あちこちで声が聞こえてきて、黒い煙の中、僕はどこにいるのかすらわからない。
建ち並ぶ建造物を幾つか通り過ぎたところで、ようやくモルちゃんが足を止めた。
「これが中央にあった建造物ですよ」
目の前には一つの建物があった。雨風を凌げるようなスペースと、ドーム型の屋根。それだけで特に部屋があるわけでもない。
この建造物だけは、僕もさすがに憶えていた。下を見ると、ちょうど二つの大地の色を跨がるように造られている。
「勇者様、お願いするです」
到着するなり、モルちゃんはこちらを見てそういった。
この子、本気だ。
「おいおいモルちゃん、本気で言ってるのかな? こんなことさせたら、モルちゃんのこと好きになれないよ?」
「わたくしは好き嫌い関係ないです。子作りできればそれでいいですよ。
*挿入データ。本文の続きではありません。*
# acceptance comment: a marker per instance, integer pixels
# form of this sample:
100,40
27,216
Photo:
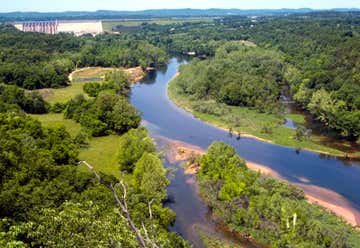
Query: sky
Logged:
92,5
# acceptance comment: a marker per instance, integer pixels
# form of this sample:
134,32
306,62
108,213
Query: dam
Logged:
78,28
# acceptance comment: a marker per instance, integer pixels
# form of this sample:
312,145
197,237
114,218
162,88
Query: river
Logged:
308,170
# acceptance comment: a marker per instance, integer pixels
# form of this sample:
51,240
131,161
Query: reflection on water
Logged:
163,118
192,214
289,123
326,136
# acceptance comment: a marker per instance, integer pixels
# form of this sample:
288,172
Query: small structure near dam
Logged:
54,27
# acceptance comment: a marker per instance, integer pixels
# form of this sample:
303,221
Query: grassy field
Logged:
90,72
102,151
52,120
62,95
102,154
267,127
108,25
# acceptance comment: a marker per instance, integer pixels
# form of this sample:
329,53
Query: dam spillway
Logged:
78,28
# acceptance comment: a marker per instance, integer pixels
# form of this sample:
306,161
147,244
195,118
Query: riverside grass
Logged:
254,124
102,151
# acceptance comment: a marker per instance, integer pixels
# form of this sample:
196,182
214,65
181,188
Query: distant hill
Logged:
159,13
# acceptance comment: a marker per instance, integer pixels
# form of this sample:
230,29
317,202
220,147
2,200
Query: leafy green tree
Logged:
133,145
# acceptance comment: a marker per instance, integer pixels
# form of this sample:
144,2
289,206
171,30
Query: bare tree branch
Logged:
122,205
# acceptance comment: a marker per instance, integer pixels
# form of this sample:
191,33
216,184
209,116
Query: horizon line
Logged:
202,9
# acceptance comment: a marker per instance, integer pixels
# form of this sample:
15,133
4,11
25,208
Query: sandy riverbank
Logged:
134,73
330,200
247,135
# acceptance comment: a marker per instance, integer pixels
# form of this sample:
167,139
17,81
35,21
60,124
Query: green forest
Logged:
48,196
317,57
270,211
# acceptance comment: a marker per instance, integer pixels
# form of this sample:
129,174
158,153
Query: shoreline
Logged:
173,99
322,197
138,71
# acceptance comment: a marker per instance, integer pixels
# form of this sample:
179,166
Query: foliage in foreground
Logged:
46,201
272,212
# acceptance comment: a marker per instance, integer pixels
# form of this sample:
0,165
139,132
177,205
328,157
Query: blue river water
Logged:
163,118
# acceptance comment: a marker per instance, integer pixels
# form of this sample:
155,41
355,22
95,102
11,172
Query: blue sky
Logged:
63,5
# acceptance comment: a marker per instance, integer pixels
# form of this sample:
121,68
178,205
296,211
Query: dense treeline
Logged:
34,61
237,75
109,112
46,201
321,49
272,212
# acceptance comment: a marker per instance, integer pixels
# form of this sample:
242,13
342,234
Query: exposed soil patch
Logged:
328,199
135,74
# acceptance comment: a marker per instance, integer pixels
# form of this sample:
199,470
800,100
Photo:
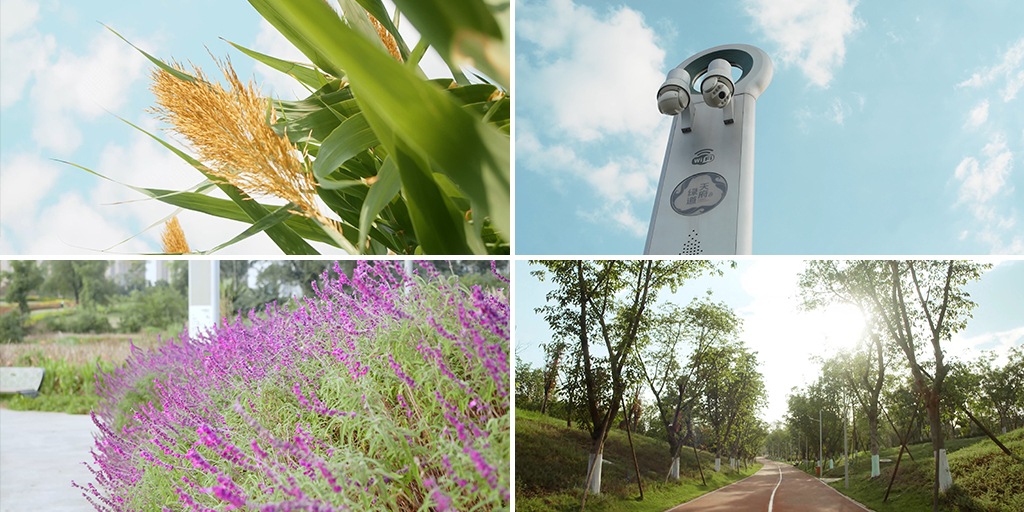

どうしてもと言うなら、魔法で拘束してもいいです」
「……ま、そうなるよね」
モルちゃんはブレない軸をお持ちのようだ。見習いたい……。ま、無理だろうけど。
「……っし」
腹くくるか。
僕は建造物の下に入り、なんとなく中心っぽい位置で肩幅に足を開いて立つ。
モルちゃんに視線を送ると、静かに頷き、ロイエちゃんはハラハラしながらこちらを見ていた。
もし、ここに救済の使徒って連中がいれば、名乗った瞬間に反応があるってことだ。
ええい、勢いに任せるしかないか。これまでの人生、大体勢いで生きてきたようなもんだからな!!
「この戦場の連中に、報告がある!! 心して聞け!!」
柄にもなく大声を張り上げると喉が変になりそうだ。
そうだ。カラオケだと思え。明日は喉が潰れてもいい。その分、僕の手柄をアピールして、今度こそ豪遊してくれる!!
「僕こそが、新たな勇者だ!!!!」
そう叫んでみるが、戦場は変わらず静まり返っていた。
めっちゃ恥ずいんですけど。
「あの、モルちゃ――」
恨みがましくモルちゃんに抗議をしようとした、その瞬間だった。
「え?」
先程まで立っていたモルちゃん達の姿はなく、その代わりに大勢の白服を着た集団に取り囲まれていた。
連中はただ一点を見つめるようにこちらを見てくる。
すげぇキモい。
早いとこ、モルちゃん達と合流しないと――。
「……あ、すんません。僕用事あるんで、そいじゃ」
「ようやく会えましたね、災いの象徴」
「は?」
男の声。掠れていた不気味な声が耳元でささやかれると、次の瞬間にはもう、視界がブラックアウトしていた。